A Rule 12(b)(6) motion challenges “the sufficiency of the complaint.” Berger v. Nat. Collegiate Athletic Assoc., 843 F.3d 285, 289 (7th Cir. 2016). A complaint must provide “a short and plain statement of the claim showing that the pleader is entitled to relief, ” Fed.R.Civ.P. 8(a)(2), sufficient to provide defendant with “fair notice” of the claim and the basis for it. Bell Atl. Corp. v. Twombly, 550 U.S. 544, 555 (2007). This standard “demands more than an unadorned, the-defendant-unlawfully-harmed-me accusation.” Ashcroft v. Iqbal, 556 U.S. 662, 678 (2009). While “detailed factual allegations” are not required, “labels and conclusions, and a formulaic recitation of the elements of a cause of action will not do.” Twombly, 550 U.S. at 555. The complaint must “contain sufficient factual matter, accepted as true, to ‘state a claim to relief that is plausible on its face.'” Iqbal, 556 U.S. at 678 (quoting Twombly, 550 U.S. at 570). “A claim has facial plausibility when the plaintiff pleads factual content that allows the court to draw the reasonable inference that the defendant is liable for the misconduct alleged.” Boucher v. Fin. Sys. of Green Bay, Inc., 880 F.3d 362, 366 (7th Cir. 2018) (quoting Iqbal, 556 U.S. at 678). In applying this standard, the Court accepts all well-pleaded facts as true and draws all reasonable inferences in favor of the non-moving party. Tobey v. Chibucos, 890 F.3d 634, 646 (7th Cir. 2018).

Analysis

I. Rutledge's Motion to Dismiss

Rutledge argues LKQ's complaint should be dismissed in its entirety because the RSUAs and RC Agreements are unenforceable as a matter of law, and the unjust enrichment claim is barred because the parties' relationship was governed by a contract.

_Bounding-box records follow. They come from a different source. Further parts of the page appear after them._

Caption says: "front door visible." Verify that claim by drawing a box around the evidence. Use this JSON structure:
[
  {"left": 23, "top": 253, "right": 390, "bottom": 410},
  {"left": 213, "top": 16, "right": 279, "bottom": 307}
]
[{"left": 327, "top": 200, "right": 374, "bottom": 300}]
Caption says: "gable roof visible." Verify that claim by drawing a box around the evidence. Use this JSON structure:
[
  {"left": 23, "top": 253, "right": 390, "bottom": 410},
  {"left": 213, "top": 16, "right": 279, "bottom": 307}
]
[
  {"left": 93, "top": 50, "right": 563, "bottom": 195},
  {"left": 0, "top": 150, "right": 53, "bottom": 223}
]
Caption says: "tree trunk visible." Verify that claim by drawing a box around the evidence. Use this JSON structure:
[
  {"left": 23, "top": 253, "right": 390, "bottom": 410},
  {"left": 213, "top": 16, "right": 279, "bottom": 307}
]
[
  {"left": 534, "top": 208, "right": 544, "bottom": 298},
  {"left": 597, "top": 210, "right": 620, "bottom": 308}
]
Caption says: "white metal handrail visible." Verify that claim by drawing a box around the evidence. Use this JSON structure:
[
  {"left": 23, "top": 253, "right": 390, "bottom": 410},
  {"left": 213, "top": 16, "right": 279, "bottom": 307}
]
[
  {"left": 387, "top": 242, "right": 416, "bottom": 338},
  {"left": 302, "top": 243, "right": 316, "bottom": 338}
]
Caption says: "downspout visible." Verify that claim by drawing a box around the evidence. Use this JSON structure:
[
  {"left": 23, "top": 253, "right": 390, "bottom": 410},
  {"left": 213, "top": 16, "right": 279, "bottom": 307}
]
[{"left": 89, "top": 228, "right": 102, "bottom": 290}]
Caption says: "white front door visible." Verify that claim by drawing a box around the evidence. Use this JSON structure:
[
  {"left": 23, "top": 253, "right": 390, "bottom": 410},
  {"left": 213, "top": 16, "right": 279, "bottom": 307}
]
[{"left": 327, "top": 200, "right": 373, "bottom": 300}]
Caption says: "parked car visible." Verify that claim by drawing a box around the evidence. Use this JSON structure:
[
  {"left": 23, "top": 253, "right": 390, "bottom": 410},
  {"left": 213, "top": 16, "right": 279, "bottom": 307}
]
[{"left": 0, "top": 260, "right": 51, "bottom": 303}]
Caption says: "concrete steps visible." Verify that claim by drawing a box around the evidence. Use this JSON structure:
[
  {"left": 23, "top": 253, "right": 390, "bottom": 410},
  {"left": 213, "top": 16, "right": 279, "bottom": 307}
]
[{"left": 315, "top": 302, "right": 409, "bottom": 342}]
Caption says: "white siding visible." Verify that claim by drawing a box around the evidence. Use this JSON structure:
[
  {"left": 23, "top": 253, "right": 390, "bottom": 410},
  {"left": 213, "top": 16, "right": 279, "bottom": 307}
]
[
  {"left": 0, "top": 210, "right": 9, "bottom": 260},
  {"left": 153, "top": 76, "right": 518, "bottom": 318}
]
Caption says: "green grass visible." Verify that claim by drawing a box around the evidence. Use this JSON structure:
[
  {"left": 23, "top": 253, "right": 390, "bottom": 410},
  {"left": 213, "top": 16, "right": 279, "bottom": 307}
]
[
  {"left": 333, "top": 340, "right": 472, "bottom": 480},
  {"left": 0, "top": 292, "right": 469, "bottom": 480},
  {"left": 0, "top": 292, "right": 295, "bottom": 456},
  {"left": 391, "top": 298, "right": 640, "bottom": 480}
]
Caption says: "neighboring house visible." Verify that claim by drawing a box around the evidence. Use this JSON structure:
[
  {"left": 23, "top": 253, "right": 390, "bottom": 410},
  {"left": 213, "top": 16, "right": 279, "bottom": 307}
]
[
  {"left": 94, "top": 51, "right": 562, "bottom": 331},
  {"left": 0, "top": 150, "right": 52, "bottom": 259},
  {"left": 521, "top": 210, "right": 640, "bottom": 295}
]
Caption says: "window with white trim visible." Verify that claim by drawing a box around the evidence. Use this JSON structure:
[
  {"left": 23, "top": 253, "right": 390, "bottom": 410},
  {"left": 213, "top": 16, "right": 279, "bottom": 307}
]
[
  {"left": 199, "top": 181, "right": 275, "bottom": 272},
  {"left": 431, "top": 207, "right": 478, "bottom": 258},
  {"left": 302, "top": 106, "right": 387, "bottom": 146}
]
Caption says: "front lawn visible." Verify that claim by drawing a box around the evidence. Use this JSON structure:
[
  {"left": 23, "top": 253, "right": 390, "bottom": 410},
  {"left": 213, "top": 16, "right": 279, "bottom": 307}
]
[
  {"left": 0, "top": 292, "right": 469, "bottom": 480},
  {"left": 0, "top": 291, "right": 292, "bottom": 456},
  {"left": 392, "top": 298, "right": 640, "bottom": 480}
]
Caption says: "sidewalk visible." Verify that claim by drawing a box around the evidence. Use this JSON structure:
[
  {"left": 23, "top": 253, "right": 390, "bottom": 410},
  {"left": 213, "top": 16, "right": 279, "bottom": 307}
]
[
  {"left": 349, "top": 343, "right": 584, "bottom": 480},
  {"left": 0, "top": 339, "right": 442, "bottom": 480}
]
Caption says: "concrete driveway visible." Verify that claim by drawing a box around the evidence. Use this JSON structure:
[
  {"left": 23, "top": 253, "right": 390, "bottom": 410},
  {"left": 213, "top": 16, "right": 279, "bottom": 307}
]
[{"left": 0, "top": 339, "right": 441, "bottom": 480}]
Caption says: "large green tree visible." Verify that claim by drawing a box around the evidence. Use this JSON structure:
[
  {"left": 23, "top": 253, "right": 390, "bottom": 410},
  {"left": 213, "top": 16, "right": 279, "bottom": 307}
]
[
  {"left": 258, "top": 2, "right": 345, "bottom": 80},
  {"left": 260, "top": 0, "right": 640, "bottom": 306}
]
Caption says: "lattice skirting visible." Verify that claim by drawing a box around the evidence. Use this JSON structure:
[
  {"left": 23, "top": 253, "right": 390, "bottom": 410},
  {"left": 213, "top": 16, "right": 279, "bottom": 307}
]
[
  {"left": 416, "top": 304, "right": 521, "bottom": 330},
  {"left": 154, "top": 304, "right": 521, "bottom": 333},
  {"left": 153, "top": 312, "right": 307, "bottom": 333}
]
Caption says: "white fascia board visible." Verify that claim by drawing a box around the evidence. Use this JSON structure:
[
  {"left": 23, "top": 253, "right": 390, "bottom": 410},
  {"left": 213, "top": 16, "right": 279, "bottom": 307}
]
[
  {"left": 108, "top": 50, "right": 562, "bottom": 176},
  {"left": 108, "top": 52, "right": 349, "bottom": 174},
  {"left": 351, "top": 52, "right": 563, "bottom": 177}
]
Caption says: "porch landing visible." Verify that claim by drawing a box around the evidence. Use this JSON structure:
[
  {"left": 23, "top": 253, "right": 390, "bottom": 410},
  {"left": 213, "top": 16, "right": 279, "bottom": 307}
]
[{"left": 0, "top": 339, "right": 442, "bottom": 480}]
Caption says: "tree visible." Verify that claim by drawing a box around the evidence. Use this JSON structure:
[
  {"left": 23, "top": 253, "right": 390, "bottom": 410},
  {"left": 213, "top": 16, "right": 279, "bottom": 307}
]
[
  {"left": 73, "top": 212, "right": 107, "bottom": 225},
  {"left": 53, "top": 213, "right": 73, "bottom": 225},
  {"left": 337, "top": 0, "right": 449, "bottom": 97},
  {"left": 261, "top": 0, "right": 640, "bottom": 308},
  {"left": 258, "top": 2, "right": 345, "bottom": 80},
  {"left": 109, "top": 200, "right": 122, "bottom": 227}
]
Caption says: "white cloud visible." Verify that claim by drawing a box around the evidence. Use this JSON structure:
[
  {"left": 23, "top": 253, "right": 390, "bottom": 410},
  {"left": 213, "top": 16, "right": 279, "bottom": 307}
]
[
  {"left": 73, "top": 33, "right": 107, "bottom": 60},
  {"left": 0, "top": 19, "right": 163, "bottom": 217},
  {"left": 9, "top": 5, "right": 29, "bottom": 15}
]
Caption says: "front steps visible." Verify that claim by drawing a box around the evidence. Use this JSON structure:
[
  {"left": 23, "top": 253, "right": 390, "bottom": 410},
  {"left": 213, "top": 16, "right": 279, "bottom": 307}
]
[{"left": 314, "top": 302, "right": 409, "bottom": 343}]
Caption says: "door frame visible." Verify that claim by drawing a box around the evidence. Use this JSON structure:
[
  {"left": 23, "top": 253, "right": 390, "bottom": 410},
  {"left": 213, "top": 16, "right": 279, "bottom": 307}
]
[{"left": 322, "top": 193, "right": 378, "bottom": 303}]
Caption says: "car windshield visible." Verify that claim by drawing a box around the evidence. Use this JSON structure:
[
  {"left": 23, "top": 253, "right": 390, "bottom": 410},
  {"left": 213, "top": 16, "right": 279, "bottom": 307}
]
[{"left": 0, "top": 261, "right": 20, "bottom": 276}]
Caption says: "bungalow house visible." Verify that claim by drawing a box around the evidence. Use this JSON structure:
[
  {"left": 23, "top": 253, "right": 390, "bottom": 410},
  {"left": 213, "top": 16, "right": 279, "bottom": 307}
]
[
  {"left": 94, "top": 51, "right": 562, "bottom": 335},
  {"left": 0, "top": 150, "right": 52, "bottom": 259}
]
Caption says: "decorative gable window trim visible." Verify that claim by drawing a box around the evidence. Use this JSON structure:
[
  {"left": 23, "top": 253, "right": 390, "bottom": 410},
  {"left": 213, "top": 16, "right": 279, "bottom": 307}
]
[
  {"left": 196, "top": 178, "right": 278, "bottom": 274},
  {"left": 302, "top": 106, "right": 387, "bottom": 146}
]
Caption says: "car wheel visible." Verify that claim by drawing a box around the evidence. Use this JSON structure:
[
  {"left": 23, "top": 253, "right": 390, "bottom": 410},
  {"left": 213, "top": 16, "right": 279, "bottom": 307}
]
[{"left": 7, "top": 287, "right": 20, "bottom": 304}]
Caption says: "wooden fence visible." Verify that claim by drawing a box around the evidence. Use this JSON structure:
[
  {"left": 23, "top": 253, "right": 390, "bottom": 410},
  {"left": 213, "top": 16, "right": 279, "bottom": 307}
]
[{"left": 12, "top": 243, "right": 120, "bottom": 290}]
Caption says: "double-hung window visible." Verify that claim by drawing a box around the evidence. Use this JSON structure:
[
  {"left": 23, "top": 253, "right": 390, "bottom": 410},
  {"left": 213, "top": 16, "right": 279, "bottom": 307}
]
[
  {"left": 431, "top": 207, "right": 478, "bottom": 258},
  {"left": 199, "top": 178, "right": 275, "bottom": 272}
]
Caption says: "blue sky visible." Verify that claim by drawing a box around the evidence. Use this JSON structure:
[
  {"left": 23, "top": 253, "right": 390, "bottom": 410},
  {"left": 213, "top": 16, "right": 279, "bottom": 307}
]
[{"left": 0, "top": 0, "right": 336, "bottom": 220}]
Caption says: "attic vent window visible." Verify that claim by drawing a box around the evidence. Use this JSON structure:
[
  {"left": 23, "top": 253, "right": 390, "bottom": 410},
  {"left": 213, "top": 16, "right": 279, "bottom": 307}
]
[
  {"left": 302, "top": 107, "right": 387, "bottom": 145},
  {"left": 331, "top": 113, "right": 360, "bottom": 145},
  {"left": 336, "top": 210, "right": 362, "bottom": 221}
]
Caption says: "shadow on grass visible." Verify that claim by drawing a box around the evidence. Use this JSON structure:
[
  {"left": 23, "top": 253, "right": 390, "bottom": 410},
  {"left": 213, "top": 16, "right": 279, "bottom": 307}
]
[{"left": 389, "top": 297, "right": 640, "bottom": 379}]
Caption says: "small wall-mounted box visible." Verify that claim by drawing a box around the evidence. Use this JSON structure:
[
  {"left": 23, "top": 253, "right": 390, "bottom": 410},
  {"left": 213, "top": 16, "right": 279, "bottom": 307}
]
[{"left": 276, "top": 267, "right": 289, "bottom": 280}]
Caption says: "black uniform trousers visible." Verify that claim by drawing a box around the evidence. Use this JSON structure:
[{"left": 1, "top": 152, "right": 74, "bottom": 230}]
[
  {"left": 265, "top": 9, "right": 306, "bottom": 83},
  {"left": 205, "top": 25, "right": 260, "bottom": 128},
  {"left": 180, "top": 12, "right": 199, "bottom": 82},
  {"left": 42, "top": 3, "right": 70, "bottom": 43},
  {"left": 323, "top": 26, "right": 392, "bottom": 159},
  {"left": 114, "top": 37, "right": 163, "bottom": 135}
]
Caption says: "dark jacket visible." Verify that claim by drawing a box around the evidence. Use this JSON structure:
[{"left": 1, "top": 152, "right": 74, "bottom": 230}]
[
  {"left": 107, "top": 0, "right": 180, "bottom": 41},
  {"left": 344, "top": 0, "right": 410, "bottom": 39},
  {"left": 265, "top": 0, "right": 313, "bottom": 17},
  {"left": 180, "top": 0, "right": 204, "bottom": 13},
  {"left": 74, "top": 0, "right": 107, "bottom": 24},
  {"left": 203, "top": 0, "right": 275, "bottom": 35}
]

A. Count I: Breach of the RSUAs

i. Choice of Law

As a preliminary matter, the RSUAs have a choice-of-law provision requiring the application of Delaware law. R. 31 at 5. Rutledge briefly argues Delaware has no substantial relationship to the parties and thus Illinois law has a should apply. R. 29 at 6.

A federal court exercising jurisdiction over state-law claims applies the choice of law rules of the forum state. McCoy v. Iberdrola Renerables, Inc., 760 F.3d 674, 684 (7th Cir. 2014). In Illinois, a contract's choice of law provision governs unless: (1) the chosen state has no substantial relationship to the parties or the transaction; or (2) application of the chosen law would be contrary to fundamental public policy of a state with a materially greater interest in the issue in dispute. General Electric Co. v. Uptake Technologies, 394 F.Supp.3d 815, 825 (N.D. Ill. 2019) (citing Old Republic Ins. Co. v. Ace Prop. & Cas. Ins. Co., 906 N.E.2d 630, 636 (Ill.App.Ct. 2009)). Before undertaking a choice-of-law analysis, the party seeking the determination “bears the burden of demonstrating a conflict, i.e., that there exists a difference in the law that will make a difference in the outcome.” Id. (citing Bridgeview Health Care Ctr., Ltd. v. State Farm Fire & Cas. Co., 10 N.E.3d 902, 906 (Ill. 2014)). See also Garrard v. Rust-Oleum Corp., 2021 WL 5906063, at *5 (N.D. Ill.Dec. 14, 2021).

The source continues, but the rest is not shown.